A big report in the McClatchy newspapers show mistaken identity and mistreatment at America's detention centers for "enemy combatants".
The five part series starts at "America's prison for terrorists often held the wrong men" which was Sunday's (June 15, 2008) portion of the report.
Links to the other parts of the report have or will appear to the right of this initial one between Monday and Wednesday.
Interesting facts: We've heard before that over 600 prisoners had been sent to Guantanamo. Well, the lead report to the set gives us a more accurate count of about 770. Now I've heard multiple reports lately that the total number of those worst of the worst prisoners as described by McClatchy, but as I remember too by many different members of the Bush administration since 2002 when Guantanamo was first opened. It was like a Christmas carol sung year round. "Bless the metal cages. Their defending iron, stays. Keep us safe and sound, Dear Friends, from the 'Worst of the Worst' always."
Nowadays, 500 of those 'Worst of the Worst' have been sent home as "oopsies". Wrong guy. Some have returned to the Middle East so filled with rage that they did take actions against US interests as they saw them, but it is hard to tell if they were not radicalized by the horrendous treatment they received under detention.
Now there are 270 of the WotW left, but recently the current AG Michael Mulkasey has said that they plan to try up to 80 of these last detainees for war crimes .
So little more than 10% of the 'worst of the worst' will be facing the kind of trial that the 'Worst of the Worst' should have. Apparently another 70 prisoners can't be charged or released and their home countries either won't accept them or would release them if they were transferred to their custody.
Yet, as the first of the McClatchy reports shows early decisions by the Bush administration not only started harsh interrogations tactics, but apparently a whole culture of casual abuse by guards on prisoners caught mostly in Afghanistan by questionable tactics including bounties, being 'fingered' by others as 'terrorists' for payback, or for being for being low level Taliban conscripts, fighting solely so they or loved ones weren't harmed.
Excerpt:
In 2002, a CIA analyst interviewed several dozen detainees at Guantanamo and reported to senior National Security Council officials that many of them didn't belong there, a former White House official said.
Despite the analyst's findings, the administration made no further review of the Guantanamo detainees.

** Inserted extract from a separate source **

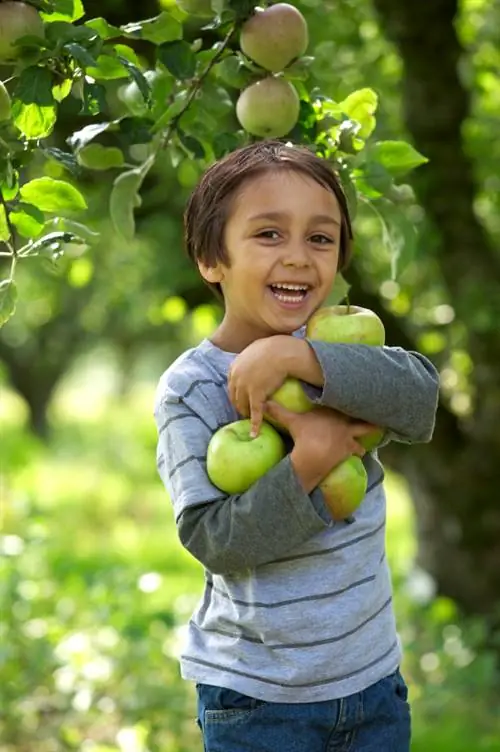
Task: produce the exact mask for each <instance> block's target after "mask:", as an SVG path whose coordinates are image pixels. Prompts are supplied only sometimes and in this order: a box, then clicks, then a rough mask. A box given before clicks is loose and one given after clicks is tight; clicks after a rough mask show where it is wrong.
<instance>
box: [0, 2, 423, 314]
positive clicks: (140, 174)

The White House had determined that all of them were enemy combatants, the former official said.
Rather than taking a closer look at whom they were holding, a group of five White House, Justice Department and Pentagon lawyers who called themselves the "War Council" devised a legal framework that enabled the administration to detain suspected "enemy combatants" indefinitely with few legal rights.
The threat of new terrorist attacks, the War Council argued, allowed President Bush to disregard or rewrite American law, international treaties and the Uniform Code of Military Justice to permit unlimited detentions and harsh interrogations.
The group further argued that detainees had no legal right to defend themselves, and that American soldiers — along with the War Council members, their bosses and Bush — should be shielded from prosecution for actions that many experts argue are war crimes.
With the support of Bush, Cheney and then-Defense Secretary Donald H. Rumsfeld, the group shunted aside the military justice system, and in February 2002, Bush suspended the legal protection for detainees spelled out in Common Article Three of the 1949 Geneva Convention on prisoners of war, which outlaws degrading treatment and torture.
The Bush administration didn't launch a formal review of the detentions until a 2004 Supreme Court decision forced it to begin holding military tribunals at Guantanamo. The Supreme Court ruling last week said that the tribunals were deeply flawed, but it didn't close them down.
There is much more at source, and this is only the first report of the series. I will be extraordinarily busy for the next few days, so I probably won't be trying to summarize the rest here.